U.N. panel: U.S. policing flawed

Michael Muskal Los Angeles Times

A United Nations panel on Friday sharply criticized how the United States handles a variety of criminal justice-related issues, such as the police shooting of unarmed African-Americans, the imprisonment of terror detainees at Guantanamo Bay in Cuba and the application of the death penalty.

In a 16-page report, its first such review since 2006, the U.N. Committee Against Torture condemned U.S. policies in handling how police dealt with issues of brutality against blacks and Latinos. It did not specifically mention events in Ferguson, Missouri, but the parents of Michael Brown, fatally shot by a white police officer, spoke to the commission before the findings were released.

“There are numerous areas in which certain things should be changed for the United States to comply fully with the convention,” Alessio Bruni of Italy, one of the panel’s chief investigators, said at a news conference in Geneva. He was referring to the U.N. Convention Against Torture, which took effect in 1987 and the United States ratified in 1994.

The committee’s 10 independent experts review the records of United Nations members and issue recommendations, which are not binding.

Ferguson police Officer Darren Wilson shot Brown on Aug. 9, touching off weeks of often violent protests. A St. Louis County grand jury decided this week not to indict Wilson, and information was released that portrayed Brown as the aggressor in the incident.

Brown’s parents, Lesley McSpadden and Michael Brown Sr., met with the committee in Geneva earlier this month and argued that their son was a victim of police brutality and that his death and other forms of police brutality were a violation of the U.N. treaty.

On Nov. 12-13, nearly 30 senior officials from the U.S. Departments of Defense, Justice and Homeland Security, along with the attorney general of Mississippi, presented evidence and were examined by the U.N. panel.

The panel was told by the U.S. delegation that 20 investigations had been opened by the U.S. Justice Department since 2009 into systematic police abuses against minorities and that more than 330 police officers had been prosecuted for brutality.

The Justice Department is conducting a similar probe in Ferguson.

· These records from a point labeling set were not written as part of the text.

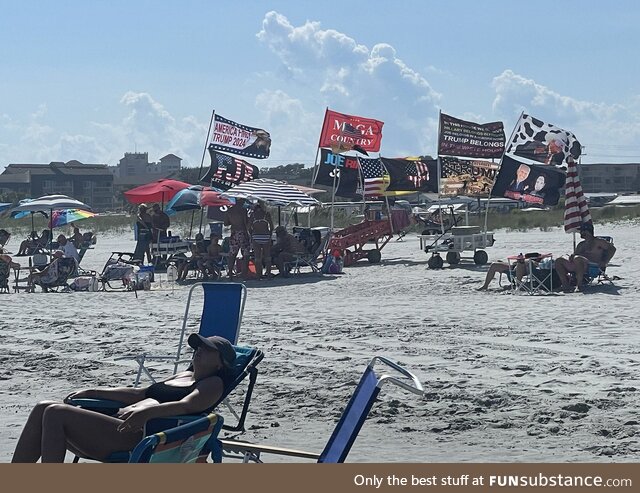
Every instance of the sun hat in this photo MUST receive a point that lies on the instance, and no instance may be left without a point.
(220, 344)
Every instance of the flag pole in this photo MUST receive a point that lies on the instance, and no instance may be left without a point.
(504, 151)
(439, 172)
(314, 176)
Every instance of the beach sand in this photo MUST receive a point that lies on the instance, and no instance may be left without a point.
(507, 378)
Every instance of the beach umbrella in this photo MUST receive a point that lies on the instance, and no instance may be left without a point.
(66, 216)
(196, 197)
(48, 203)
(157, 191)
(271, 191)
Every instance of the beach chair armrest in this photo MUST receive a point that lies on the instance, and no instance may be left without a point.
(244, 448)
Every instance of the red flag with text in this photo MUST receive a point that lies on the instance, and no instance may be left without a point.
(348, 131)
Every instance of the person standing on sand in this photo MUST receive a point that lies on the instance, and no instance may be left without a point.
(261, 228)
(238, 218)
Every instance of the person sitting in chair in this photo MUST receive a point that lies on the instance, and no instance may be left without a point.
(285, 249)
(503, 268)
(590, 249)
(55, 427)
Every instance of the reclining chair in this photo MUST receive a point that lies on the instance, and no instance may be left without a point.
(162, 435)
(222, 311)
(349, 425)
(55, 275)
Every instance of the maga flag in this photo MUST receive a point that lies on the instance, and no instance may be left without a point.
(469, 139)
(227, 171)
(411, 174)
(347, 132)
(542, 142)
(529, 183)
(236, 138)
(345, 171)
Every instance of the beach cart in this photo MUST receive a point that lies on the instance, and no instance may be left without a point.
(376, 231)
(454, 243)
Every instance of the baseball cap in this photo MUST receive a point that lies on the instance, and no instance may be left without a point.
(220, 344)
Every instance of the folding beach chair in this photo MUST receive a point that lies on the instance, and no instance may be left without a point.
(347, 429)
(180, 439)
(222, 311)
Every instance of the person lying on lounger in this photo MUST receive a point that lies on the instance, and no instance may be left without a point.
(53, 427)
(590, 249)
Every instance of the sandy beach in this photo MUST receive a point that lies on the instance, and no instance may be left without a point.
(507, 378)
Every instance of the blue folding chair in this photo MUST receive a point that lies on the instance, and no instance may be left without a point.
(222, 311)
(245, 366)
(350, 424)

It is also investigating whether to charge Wilson with violating federal civil rights law.

The U.N. report also criticized the U.S. record on military interrogations, maximum-security prisons, solitary confinement and migrants residing in the country illegally.

“This (U.N.) report – along with the voices of Americans protesting around the country this week – is a wake-up call for police who think they can act with impunity,” said Jamil Dakwar, the director of human rights at the American Civil Liberties Union.

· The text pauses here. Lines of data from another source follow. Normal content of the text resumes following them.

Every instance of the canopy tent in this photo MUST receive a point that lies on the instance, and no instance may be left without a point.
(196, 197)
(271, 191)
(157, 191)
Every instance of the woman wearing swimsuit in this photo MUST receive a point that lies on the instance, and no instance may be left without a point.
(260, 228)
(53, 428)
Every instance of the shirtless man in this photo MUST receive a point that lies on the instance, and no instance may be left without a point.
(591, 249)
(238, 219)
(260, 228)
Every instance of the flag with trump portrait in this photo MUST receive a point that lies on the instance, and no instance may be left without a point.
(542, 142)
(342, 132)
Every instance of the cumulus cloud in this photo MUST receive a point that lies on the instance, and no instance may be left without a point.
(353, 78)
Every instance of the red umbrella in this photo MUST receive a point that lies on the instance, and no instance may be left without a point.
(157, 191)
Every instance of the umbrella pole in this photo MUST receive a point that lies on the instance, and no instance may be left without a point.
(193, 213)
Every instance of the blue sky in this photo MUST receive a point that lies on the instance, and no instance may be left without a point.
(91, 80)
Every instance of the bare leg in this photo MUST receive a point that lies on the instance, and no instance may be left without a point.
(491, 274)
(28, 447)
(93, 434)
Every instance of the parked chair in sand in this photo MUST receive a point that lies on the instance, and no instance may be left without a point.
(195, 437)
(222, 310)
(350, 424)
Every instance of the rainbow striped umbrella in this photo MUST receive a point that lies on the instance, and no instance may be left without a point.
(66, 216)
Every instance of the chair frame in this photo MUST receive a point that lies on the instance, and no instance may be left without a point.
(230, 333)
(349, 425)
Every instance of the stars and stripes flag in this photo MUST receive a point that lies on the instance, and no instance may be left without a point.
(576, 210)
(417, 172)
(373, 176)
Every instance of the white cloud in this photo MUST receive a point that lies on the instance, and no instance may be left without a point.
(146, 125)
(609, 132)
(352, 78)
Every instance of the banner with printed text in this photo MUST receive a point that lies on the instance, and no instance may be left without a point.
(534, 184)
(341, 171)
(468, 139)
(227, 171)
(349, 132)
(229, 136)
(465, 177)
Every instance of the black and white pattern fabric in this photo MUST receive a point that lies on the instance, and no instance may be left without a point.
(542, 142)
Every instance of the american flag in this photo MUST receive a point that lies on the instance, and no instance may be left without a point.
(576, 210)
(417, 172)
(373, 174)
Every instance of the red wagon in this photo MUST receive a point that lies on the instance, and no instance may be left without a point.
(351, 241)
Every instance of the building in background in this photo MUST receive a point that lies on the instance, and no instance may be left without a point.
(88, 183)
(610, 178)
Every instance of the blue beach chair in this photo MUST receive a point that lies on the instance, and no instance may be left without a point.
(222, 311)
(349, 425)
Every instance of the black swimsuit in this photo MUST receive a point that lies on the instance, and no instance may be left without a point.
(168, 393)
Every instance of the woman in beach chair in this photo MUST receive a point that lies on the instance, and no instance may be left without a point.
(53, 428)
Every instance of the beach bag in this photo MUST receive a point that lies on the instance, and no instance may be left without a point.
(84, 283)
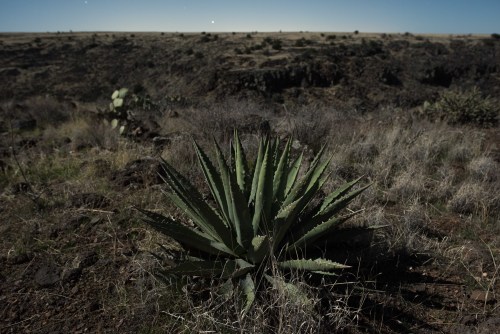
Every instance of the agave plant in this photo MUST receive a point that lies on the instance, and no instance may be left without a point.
(258, 212)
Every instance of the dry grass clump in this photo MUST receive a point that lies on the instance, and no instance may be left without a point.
(484, 168)
(293, 307)
(472, 198)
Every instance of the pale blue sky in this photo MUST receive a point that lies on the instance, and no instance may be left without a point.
(416, 16)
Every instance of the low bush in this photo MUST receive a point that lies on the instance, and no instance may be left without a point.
(463, 107)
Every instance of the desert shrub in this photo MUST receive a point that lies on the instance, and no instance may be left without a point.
(484, 168)
(261, 217)
(302, 42)
(468, 199)
(463, 107)
(87, 134)
(47, 111)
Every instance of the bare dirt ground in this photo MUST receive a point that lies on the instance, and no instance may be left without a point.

The report also called for tougher federal laws to define and outlaw torture, including how detainees are treated in Guantanamo Bay.

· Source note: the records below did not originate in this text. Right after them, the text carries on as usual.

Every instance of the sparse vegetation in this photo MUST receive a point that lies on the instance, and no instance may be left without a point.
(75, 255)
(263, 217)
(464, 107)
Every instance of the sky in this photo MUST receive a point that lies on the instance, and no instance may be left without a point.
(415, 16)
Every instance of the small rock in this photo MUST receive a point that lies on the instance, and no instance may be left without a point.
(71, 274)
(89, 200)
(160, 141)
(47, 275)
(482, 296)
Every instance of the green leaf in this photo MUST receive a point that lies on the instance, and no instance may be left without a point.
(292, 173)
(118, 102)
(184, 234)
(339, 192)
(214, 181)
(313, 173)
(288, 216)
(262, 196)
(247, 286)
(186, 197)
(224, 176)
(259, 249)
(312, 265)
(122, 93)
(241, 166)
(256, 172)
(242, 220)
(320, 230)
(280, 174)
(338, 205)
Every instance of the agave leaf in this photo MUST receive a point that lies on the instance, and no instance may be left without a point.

About 148 inmates are held at the base in Cuba, where the U.S. practices a form of incarceration the report described as “a draconian system of secrecy surrounding high-value detainees that keeps their torture claims out of the public domain.” Nine inmates have died, including seven by suicide, since 2006, the report added.

President Barack Obama has called for closing the Guantanamo Bay facility and bringing the inmates to face trial in the United States, moves that have been opposed by Congress. Since the first detainees arrived in 2002, there have been reports that inmates have been tortured during interrogation. Officials have been force-feeding inmates who have been on a hunger strike since last year to protest their imprisonment.

The U.N. committee also criticized a series of executions in the United States in which it took a long time for inmates to die, and they appeared to be suffering because of the quality of drugs used and how they were administered.